Here's what others have said:

Submitted by Rin at: May 6, 2014
We need to rethink our national fixation on guns.

Submitted by JoyceD at: August 21, 2013
On and on it goes. Until this ''right to own guns'' mentality is changed, the killing and the dying will continue. We need to stop gun violence, get these high-capacity guns and magazines off the streets and out of the hands of everyone. As long as there is a gun, there is little incentive for change. We must get together and learn again Dr. King's message of non-violence and love.

Submitted by mskaran at: August 20, 2013
I am a 57 year old woman who was raised in a home where we had multiple guns. We all hunted, providing food for our household. I have never seen anyone shop or killed by a gun. Perhaps what we need are parents willing to be parents and teach children respect not only for others but also for guns. We were taught every gun is loaded and never point a gun at anyone. I am tired of the blame being placed on THINGS, ie. guns, not values. Lets place the blame where it really belongs. We are all important and have value!

Submitted by jimhadden49 at: August 19, 2013
My (now) five grandchildren and three of my wife's five, are off to a good start. More kids in straitened circumstances need help.

Submitted by Danny at: August 18, 2013
It's time that the old idea of FAMILY was taught, not just breeding to defraud the government. There is no such thing anymore as values. It is me me me. What could be more demoralizing than listening to someone brag that she is having her 10th or 12th baby with bubba because he. Makes great dark baby's. it's repulsive and it happens every day. What does that have to do with guns and violence? If you can't respect yourself what would you care about anyone else. You can't control the problem by taking away the guns, they will just use knives. Total lack of a family base. Mam, you have a valid point of limiting. They will just change clips faster. It all starts at home and in school. Social promotions?, look in our prisons

Submitted by Erika at: August 18, 2013
I hope that people work with ceasefire and other organizations to create the jobs and activities necessary to actually keep kids off the streets. it takes a concerted effort of people choosing to put thewir money where their mouth is regarding children. If the community,churches and people of faith really want to take action, they need to create the alternatives and wraparound services poor kids really need, and not wait for the gov't to do it all.

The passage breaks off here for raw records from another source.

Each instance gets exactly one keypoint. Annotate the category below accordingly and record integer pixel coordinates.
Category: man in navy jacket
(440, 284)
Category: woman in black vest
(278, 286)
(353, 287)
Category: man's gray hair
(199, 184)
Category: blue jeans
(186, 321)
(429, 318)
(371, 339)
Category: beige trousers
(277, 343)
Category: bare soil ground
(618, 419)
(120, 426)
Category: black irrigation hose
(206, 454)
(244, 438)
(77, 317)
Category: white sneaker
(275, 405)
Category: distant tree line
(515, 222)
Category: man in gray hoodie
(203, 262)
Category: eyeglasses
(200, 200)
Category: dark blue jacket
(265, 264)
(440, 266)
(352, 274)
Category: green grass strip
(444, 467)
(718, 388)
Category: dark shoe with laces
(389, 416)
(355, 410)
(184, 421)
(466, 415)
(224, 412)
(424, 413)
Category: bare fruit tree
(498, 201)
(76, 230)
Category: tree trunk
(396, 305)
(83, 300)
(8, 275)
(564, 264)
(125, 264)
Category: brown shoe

Submitted by myron halpern at: August 17, 2013
as long as guns are MONEY MAKERS,military or civilian the NRA is here to sstay

Submitted by Leslie at: August 17, 2013
I agree strongly, and had been in touch with Legislators in CT as well as Members of Congress about this issue. Though we have some good Gun Regulations in Connecticut, for them to be effective the laws must be effective Nationwide. Leslie Weinberg

Submitted by Cathy at: August 17, 2013
We need these voices to be heard. We must do everything we can do end gun violence. Thanks for your leadership, Marian Wright Edelman

Submitted by mm at: August 16, 2013
My personal feeling is that the 2nd amendment was to arm the militias to defend against the British. I have never understood how this was interpreted to enable citizens to be armed. That is why we have the police and the military. People need to be licensed to go hunting & fishing. For me, this does not make any sense. There are many instances when guns go off accidentally and kill even members of one's family.

Submitted by Anonymous at: August 16, 2013
I totally agree. I taught for Head Start and dreamed of the day when all children had access to education in their formative years

Submitted by Afraid at: August 16, 2013
It is truly a sad day in America when you cannot go out to eat in a restaurant without having someone sitting beside you with a gun strapped to their side. I can't help but wonder if this person is carrying a gun to hurt someone or to save someone. God please help us.

Submitted by Chaz at: August 16, 2013
Guns don't kill. People WITH guns kill. I haven't lost anyone to gun violence, but I've witnessed gun violence first hand, and it was stupid. No one was killed, but one person was injured, and the number of bullets fired could have killed or injured a passing pedestrian or someone driving a car...or someone in the house across the street, where there were 4 bullets in the wall.